- Beaver Township, Michigan Location within the state of Michigan Beaver Township, Michigan Beaver Township, Michigan (the United States)
- Coordinates: 43°41′16″N 85°59′22″W﻿ / ﻿43.68778°N 85.98944°W
- Country: United States
- State: Michigan
- County: Newaygo

Area
- • Total: 35.8 sq mi (92.8 km^{2})
- • Land: 35.6 sq mi (92.3 km^{2})
- • Water: 0.19 sq mi (0.5 km^{2})
- Elevation: 823 ft (251 m)

Population (2020)
- • Total: 463
- • Density: 13.0/sq mi (5.02/km^{2})
- Time zone: UTC-5 (Eastern (EST))
- • Summer (DST): UTC-4 (EDT)
- FIPS code: 26-06580
- GNIS feature ID: 1625901

= Beaver Township, Newaygo County, Michigan =

Beaver Township is a civil township of Newaygo County in the U.S. state of Michigan. As of the 2020 census, the township population was 463.

==Communities==
- Cole Creek: There was a post office with this name in the township from 1904 until 1907.
- Volney: Post office opened in 1880, and closed in 1909. Despite being the current location of Beaver Township Hall, Volney is considered to be a ghost town. The town once included a church, cemetery, schoolhouse, and creamery. Only the church, cemetery, and township hall remain.

==Geography==
According to the United States Census Bureau, the township has a total area of 35.8 sqmi, of which 35.6 sqmi is land and 0.2 sqmi (0.59%) is water.

==Demographics==
As of the census of 2000, there were 608 people, 196 households, and 153 families residing in the township. The population density was 17.1 PD/sqmi. There were 292 housing units at an average density of 8.2 /sqmi. The racial makeup of the township was 91.94% White, 2.30% African American, 0.49% Native American, 3.95% from other races, and 1.32% from two or more races. Hispanic or Latino of any race were 4.77% of the population.

There were 196 households, out of which 41.3% had children under the age of 18 living with them, 63.3% were married couples living together, 9.2% had a female householder with no husband present, and 21.9% were non-families. 20.4% of all households were made up of individuals, and 8.7% had someone living alone who was 65 years of age or older. The average household size was 2.93 and the average family size was 3.36.

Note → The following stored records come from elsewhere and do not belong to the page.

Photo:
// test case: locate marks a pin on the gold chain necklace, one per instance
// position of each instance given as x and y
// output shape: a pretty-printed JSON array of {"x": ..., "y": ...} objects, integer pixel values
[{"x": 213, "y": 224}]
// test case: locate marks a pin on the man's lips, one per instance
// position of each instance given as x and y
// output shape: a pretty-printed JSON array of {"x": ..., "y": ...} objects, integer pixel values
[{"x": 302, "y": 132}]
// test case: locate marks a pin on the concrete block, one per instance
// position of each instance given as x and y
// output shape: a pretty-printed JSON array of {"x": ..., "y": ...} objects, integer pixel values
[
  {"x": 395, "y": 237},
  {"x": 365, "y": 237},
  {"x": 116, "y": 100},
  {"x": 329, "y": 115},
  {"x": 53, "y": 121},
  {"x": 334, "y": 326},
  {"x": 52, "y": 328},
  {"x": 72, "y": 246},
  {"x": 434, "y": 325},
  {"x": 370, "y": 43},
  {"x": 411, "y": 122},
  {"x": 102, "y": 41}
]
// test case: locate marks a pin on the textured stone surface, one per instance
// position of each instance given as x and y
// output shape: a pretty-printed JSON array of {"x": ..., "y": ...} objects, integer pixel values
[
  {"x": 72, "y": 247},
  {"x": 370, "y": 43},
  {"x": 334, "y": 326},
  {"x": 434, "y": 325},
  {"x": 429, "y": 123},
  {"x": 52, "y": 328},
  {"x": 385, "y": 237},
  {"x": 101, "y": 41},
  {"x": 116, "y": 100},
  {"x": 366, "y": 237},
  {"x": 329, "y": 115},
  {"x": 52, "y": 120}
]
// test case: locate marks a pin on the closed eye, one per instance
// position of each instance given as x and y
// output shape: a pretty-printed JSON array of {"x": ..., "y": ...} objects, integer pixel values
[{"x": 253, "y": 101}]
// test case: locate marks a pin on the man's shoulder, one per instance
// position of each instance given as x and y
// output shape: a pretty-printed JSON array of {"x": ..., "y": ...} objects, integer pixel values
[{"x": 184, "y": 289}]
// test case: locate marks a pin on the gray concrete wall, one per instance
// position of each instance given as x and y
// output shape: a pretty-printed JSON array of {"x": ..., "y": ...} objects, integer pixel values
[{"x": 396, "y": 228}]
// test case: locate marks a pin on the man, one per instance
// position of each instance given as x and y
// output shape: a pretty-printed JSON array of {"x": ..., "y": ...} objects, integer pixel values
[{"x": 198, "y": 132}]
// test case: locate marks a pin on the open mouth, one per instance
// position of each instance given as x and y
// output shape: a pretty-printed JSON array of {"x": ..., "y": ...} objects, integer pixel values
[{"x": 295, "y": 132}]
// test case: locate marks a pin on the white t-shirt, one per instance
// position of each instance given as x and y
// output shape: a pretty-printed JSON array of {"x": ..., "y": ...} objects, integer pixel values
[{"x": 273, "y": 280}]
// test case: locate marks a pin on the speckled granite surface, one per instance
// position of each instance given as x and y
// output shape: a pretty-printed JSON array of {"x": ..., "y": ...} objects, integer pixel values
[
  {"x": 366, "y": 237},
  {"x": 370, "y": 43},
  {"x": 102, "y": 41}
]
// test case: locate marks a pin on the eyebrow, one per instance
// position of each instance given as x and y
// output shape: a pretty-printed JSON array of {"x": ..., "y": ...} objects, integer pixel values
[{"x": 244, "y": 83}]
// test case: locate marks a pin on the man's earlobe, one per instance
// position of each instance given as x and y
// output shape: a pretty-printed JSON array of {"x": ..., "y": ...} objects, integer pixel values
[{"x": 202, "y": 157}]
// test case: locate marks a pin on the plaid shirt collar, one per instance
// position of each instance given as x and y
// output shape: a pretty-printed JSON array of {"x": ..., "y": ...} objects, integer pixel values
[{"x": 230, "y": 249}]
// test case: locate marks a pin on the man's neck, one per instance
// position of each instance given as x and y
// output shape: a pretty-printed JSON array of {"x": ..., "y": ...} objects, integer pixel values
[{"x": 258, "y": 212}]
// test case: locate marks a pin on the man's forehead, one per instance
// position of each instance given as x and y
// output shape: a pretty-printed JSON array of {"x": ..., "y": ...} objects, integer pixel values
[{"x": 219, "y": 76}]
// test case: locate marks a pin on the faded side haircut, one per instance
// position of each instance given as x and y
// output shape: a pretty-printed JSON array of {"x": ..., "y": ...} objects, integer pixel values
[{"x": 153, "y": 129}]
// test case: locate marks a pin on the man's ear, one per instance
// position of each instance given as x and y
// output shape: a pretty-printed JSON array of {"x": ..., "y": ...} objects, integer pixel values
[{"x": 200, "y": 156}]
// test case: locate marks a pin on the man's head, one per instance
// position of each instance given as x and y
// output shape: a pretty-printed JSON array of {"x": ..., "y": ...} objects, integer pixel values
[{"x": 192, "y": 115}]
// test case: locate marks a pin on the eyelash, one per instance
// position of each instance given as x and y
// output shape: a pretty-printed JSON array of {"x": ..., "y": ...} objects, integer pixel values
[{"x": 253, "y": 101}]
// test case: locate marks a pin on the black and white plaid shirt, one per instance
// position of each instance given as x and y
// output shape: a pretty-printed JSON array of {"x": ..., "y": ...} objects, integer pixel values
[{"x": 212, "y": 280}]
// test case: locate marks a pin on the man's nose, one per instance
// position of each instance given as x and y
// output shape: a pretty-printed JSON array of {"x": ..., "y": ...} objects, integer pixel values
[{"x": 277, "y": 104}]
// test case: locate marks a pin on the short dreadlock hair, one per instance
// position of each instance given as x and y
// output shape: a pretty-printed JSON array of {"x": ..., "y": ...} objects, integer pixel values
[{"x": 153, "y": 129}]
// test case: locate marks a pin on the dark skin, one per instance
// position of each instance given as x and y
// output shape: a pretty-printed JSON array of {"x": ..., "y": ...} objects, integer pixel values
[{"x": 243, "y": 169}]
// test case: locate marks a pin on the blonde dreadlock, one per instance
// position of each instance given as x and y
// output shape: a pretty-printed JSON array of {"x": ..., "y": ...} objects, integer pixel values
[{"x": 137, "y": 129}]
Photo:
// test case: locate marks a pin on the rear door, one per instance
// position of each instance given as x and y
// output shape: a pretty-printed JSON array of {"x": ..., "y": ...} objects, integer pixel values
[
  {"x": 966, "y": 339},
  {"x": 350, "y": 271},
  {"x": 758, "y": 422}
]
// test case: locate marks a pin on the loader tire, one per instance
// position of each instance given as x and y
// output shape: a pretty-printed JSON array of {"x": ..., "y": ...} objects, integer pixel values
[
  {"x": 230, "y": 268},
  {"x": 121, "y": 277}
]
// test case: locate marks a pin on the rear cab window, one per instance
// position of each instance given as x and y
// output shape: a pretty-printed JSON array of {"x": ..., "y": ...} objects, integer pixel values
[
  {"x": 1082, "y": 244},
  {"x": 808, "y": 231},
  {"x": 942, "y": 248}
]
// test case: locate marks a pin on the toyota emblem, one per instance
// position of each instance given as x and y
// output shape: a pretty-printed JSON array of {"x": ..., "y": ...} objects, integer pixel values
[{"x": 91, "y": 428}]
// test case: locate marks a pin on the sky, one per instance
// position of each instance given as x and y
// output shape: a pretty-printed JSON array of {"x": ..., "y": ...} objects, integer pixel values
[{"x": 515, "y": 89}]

In the township the population was spread out, with 31.4% under the age of 18, 9.0% from 18 to 24, 26.5% from 25 to 44, 22.9% from 45 to 64, and 10.2% who were 65 years of age or older. The median age was 35 years. For every 100 females, there were 111.1 males. For every 100 females age 18 and over, there were 103.4 males.

The median income for a household in the township was $29,500, and the median income for a family was $33,036. Males had a median income of $33,958 versus $20,556 for females. The per capita income for the township was $11,098. About 16.4% of families and 20.4% of the population were below the poverty line, including 32.1% of those under age 18 and none of those age 65 or over.